Anche noi discepoli e discepole che viviamo nelle città della nostra Chiesa locale, l’Arcidiocesi di Palermo, tutti siamo provenienti dai “gentili”, dai pagani. Noi portiamo un nome, come Filippo e Andrea, che rivela la nostra provenienza. Come Andrea e Filippo che vanno insieme da Gesù, insieme, syncondiscepoli, insieme sulla stessa viasyn-odos, dietro la Via – “li inviò a due a due avanti a sé in ogni città e luogo dove stava per recarsi” (Lc 10,1) – siamo chiamati a facilitare la realizzazione del desiderio degli uomini e delle donne di questo nostro tempo di vedere “lo splendore del glorioso vangelo di Cristo che è immagine di Dio” (2Cor 4,4). Avere a cuore i molti che anche oggi desiderano “vedere Gesù”, custodire un cuore capace di occhio attento e compassionevole per poterli riconoscere. Un cuore immedesimato in Cristo servo che ha pensato e vissuto la sua vita come dono; un cuore libero di aver compassione per ogni volto sofferente, per ogni grido che chiede riscatto e liberazione; un cuore libero di svuotarsi per riempirsi dell’altro.



“Se uno mi vuol servire mi segua, e dove sono io, là sarà anche il mio servo” (Gv 12,26). Lo sguardo di don Pino era stato folgorato dallo sguardo di Gesù. Ne portava impressa negli occhi la luce. Quella che rifulge nella notte vinta dal fulgore della risurrezione di Cristo e che si riverbera e deflagra in ogni discepolo e discepola rinati nella Pasqua delle acque battesimali. Luce che viene alimentata, di domenica in domenica, nelle nostre comunità radunate dal Crocifisso risorto dove Egli ci apre ancora al senso delle Scritture e ci introduce al banchetto fraterno del suo corpo donato. Luce che attingeva anche dalla grazia del ministero presbiterale vissuto con gioiosa e totale donazione. In un testo di chiaro riverbero autobiografico – non conosciamo chi sia l’autore –, trovato da don Francesco Michele Stabile in una carpetta consegnata in Curia da Mons. Renna, si fa dire a don Puglisi:

“Nella mia vita, infatti, ho cercato di porre attenzione innanzitutto ai bisogni dell’uomo per poi poterlo mettere nelle condizioni di poter abbracciare “liberamente” la fede nell’unico Dio che io annuncio. […] mi sono detto: “Cristo, quando è venuto, non ha forse mangiato con i pubblicani e si è visto in compagnia dei peccatori?”. Mio ideale era quello di imitare il Maestro.  Sì, essere occhio per il cieco, piede per lo zoppo, seme di una nuova cultura della legalità illuminata dalla fede. Queste le linee di massima, le linee in cui mi muovo. Queste le linee adottate a Godrano, al CDV dove cercavo di aiutare i giovani, poveri giovani, a fare chiarezza dentro di loro almeno per poter capire a cosa il Signore li chiamava. Questo ho fatto anche in seminario dove sono stato accolto come padre spirituale. Queste le linee adottate a Brancaccio nella parrocchia di San Gaetano”.

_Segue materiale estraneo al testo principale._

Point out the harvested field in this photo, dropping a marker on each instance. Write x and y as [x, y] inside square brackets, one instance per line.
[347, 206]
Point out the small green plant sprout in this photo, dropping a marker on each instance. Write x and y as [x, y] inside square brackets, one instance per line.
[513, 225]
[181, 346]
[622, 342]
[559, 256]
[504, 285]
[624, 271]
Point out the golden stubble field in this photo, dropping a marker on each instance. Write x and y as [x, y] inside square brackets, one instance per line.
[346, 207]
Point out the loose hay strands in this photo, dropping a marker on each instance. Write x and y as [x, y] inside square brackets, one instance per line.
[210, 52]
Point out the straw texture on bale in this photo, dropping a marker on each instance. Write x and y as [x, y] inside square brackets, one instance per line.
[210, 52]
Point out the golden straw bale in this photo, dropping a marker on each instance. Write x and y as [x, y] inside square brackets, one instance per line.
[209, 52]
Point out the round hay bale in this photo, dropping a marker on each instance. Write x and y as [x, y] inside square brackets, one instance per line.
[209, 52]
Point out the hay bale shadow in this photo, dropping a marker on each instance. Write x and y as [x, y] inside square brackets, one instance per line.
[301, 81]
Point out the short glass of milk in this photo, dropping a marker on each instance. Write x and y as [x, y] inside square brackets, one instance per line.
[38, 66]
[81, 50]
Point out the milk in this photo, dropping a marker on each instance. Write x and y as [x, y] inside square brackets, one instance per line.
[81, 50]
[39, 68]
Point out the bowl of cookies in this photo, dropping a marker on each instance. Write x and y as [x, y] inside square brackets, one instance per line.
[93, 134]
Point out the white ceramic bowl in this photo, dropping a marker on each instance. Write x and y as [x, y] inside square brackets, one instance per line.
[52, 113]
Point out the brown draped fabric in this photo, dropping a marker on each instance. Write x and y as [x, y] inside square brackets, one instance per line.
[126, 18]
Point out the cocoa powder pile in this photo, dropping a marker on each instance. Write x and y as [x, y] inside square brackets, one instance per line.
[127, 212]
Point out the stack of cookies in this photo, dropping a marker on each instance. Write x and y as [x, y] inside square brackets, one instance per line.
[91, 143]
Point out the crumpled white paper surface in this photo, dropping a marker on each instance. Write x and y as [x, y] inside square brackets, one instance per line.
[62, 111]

Il chicco di grano caduto in terra. Abbiamo ricevuto in eredità il segno del chicco di grano caduto in terra. Gesù non ha voluto salvarsi da quell’ora – l’ora dell’amore massimo di chi abbandona, rinnega, tradisce, ti uccide (cfr Gv 13,1) –, né esserne esentato, ma è sempre rimasto fedele alla sua missione di compiere la volontà del Padre nella via dell’umiliazione, della povertà, della mitezza e del perdono e non attraverso la violenza, la potenza, il dominio, la vendetta. Comprendiamo dunque la sua preghiera: “Padre, glorifica il tuo Nome” (v. 28). Questa sottomissione – capace di attraversare il travaglio e il turbamento della prostrazione del Getsemani, la tentazione – non è la resa a un destino implacabile, bensì l’adesione ai sentimenti del Padre, sentimenti di amore per il mondo fino al dono dell’unigenito suo Figlio (cfr Gv 3,16).

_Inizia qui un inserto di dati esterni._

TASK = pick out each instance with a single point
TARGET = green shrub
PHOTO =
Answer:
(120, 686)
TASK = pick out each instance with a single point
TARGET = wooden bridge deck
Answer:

In-terrati. “In terra”, nei solchi di Dio e degli uomini, nel territorio che condividiamo con altri uomini e donne, piccoli e adulti, malati e anziani, di ogni cultura e di ogni fede, nelle nostre città, nei nostri ambienti di vita. Essere discepoli tra le case degli uomini. “In-culturati”; in dialogo. Senza supponenza. Con umiltà. Perché anche noi siamo terra, humus. Dentro la storia. Corpi tra corpi. Essere comunità ‘casa tra le case’, comunità che non temono la contaminazione, comunità dalla contaminazione. Anche noi segnati dalla nostra provenienza dalla Galilea delle genti.

In quel testo che vi citavo si fa dire a don Pino: “A Brancaccio io ho anche la mia casa e la sera quando rientro mi piace starmene un poco in silenzio per strada prima di entrare. Lo faccio per ascoltare, è infatti alla sera, quando si spengono i rumori della giornata, che nell’aria si respira la sofferenza, l’ingiustizia, il bisogno degli uomini e il bisogno dei piccoli” (Da un testo di chiaro tenore autobiografico trovato in una carpetta consegnata in Curia da Mons. Renna).

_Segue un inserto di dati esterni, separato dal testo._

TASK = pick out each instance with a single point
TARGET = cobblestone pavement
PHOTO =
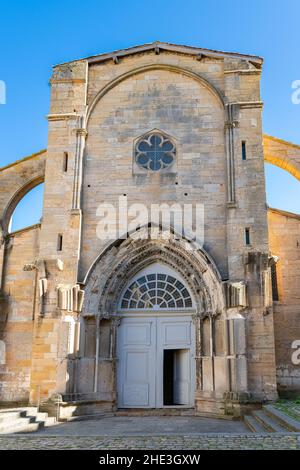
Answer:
(146, 425)
(193, 442)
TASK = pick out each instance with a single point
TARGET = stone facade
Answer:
(209, 103)
(284, 232)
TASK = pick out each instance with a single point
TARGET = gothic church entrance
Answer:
(155, 341)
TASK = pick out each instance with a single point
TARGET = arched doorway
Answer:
(156, 341)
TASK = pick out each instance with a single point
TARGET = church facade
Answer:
(150, 317)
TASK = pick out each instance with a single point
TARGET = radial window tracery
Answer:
(154, 151)
(157, 291)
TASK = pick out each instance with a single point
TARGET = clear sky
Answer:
(34, 35)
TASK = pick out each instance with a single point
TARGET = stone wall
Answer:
(284, 233)
(17, 311)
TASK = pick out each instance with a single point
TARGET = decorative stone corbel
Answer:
(236, 294)
(70, 297)
(40, 266)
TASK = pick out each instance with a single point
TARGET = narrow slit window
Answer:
(275, 294)
(247, 236)
(65, 162)
(244, 150)
(59, 242)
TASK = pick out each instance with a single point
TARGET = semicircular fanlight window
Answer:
(156, 291)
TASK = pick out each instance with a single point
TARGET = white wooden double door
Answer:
(141, 346)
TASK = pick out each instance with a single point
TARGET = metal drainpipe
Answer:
(97, 354)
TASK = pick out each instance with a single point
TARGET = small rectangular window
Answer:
(65, 162)
(59, 242)
(247, 236)
(244, 150)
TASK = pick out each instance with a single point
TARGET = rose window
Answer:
(154, 151)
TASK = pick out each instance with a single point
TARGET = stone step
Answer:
(155, 412)
(283, 419)
(270, 424)
(24, 428)
(9, 426)
(10, 416)
(23, 420)
(254, 425)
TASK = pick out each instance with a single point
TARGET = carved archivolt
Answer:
(111, 272)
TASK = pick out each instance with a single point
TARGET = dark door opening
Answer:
(169, 377)
(176, 373)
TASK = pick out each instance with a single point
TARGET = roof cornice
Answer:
(158, 46)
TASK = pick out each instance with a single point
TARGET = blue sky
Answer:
(34, 35)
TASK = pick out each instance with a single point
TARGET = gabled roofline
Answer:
(165, 46)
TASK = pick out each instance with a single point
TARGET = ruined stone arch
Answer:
(16, 198)
(110, 273)
(18, 179)
(282, 154)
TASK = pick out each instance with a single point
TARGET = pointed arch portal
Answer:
(155, 341)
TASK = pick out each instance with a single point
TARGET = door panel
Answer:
(140, 349)
(182, 377)
(136, 366)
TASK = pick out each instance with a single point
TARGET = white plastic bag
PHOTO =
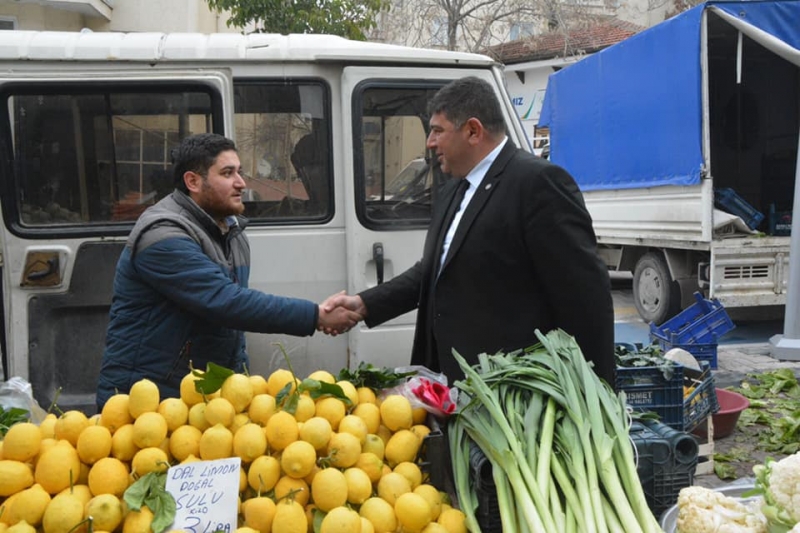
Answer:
(16, 392)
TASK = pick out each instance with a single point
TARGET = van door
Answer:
(393, 189)
(83, 154)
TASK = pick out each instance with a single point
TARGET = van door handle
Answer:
(377, 256)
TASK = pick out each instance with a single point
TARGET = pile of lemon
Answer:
(354, 462)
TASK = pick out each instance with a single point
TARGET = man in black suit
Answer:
(516, 253)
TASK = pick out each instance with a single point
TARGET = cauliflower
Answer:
(702, 510)
(779, 483)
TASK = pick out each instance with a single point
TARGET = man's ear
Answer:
(193, 181)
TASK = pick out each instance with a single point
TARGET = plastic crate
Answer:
(702, 352)
(648, 389)
(667, 459)
(726, 199)
(702, 322)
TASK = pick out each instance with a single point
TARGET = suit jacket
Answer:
(523, 258)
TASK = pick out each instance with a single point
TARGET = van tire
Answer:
(656, 295)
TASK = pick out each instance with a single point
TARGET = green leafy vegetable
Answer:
(367, 375)
(150, 490)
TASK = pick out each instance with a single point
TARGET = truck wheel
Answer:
(655, 294)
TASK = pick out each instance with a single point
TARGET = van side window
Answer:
(283, 135)
(396, 183)
(91, 155)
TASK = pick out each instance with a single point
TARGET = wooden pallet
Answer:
(705, 462)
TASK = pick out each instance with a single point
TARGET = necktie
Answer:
(449, 226)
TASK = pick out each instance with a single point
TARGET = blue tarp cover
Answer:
(630, 116)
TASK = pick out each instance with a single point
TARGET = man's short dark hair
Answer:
(197, 153)
(466, 98)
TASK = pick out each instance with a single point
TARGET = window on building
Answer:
(283, 135)
(84, 155)
(396, 182)
(520, 30)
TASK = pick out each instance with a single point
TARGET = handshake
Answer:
(339, 313)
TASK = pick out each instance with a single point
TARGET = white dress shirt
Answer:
(474, 178)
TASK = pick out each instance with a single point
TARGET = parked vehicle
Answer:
(703, 104)
(323, 126)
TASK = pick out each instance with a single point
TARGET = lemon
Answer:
(396, 412)
(392, 485)
(374, 444)
(94, 443)
(148, 460)
(261, 408)
(317, 432)
(331, 408)
(413, 511)
(432, 496)
(370, 464)
(349, 391)
(21, 527)
(410, 471)
(259, 384)
(344, 449)
(197, 416)
(264, 473)
(278, 380)
(366, 395)
(174, 411)
(189, 394)
(48, 426)
(122, 445)
(64, 512)
(22, 442)
(453, 520)
(290, 517)
(106, 512)
(259, 512)
(220, 411)
(420, 430)
(380, 513)
(296, 488)
(69, 426)
(143, 398)
(370, 414)
(216, 443)
(322, 375)
(109, 476)
(281, 430)
(403, 446)
(355, 426)
(81, 492)
(341, 520)
(185, 441)
(239, 421)
(306, 408)
(249, 442)
(298, 459)
(116, 412)
(138, 521)
(149, 429)
(238, 390)
(58, 467)
(359, 486)
(28, 505)
(329, 489)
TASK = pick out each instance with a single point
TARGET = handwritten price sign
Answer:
(206, 495)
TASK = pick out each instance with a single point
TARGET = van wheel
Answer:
(656, 295)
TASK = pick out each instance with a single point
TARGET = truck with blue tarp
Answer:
(684, 141)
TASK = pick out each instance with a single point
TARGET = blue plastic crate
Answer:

Continuiamo a starcene un poco in silenzioso ascolto per strada prima di rientrare nelle nostre comunità dove avremo un orecchio più in-terrato per sintonizzarsi con le parole di Dio che continuano a risuonare nella Parola e nella carne della storia. Insieme. Sempre insieme. Effettivamente e, per quanto ci è possibile, anche affettivamente, cioè nello Spirito, nell’energia dell’amore di Dio, della relazione intratrinitaria. Sulle orme di Cristo, in compagnia del Beato Giuseppe Puglisi e di tutti i luminosi testimoni della nostra feconda in santità Chiesa palermitana.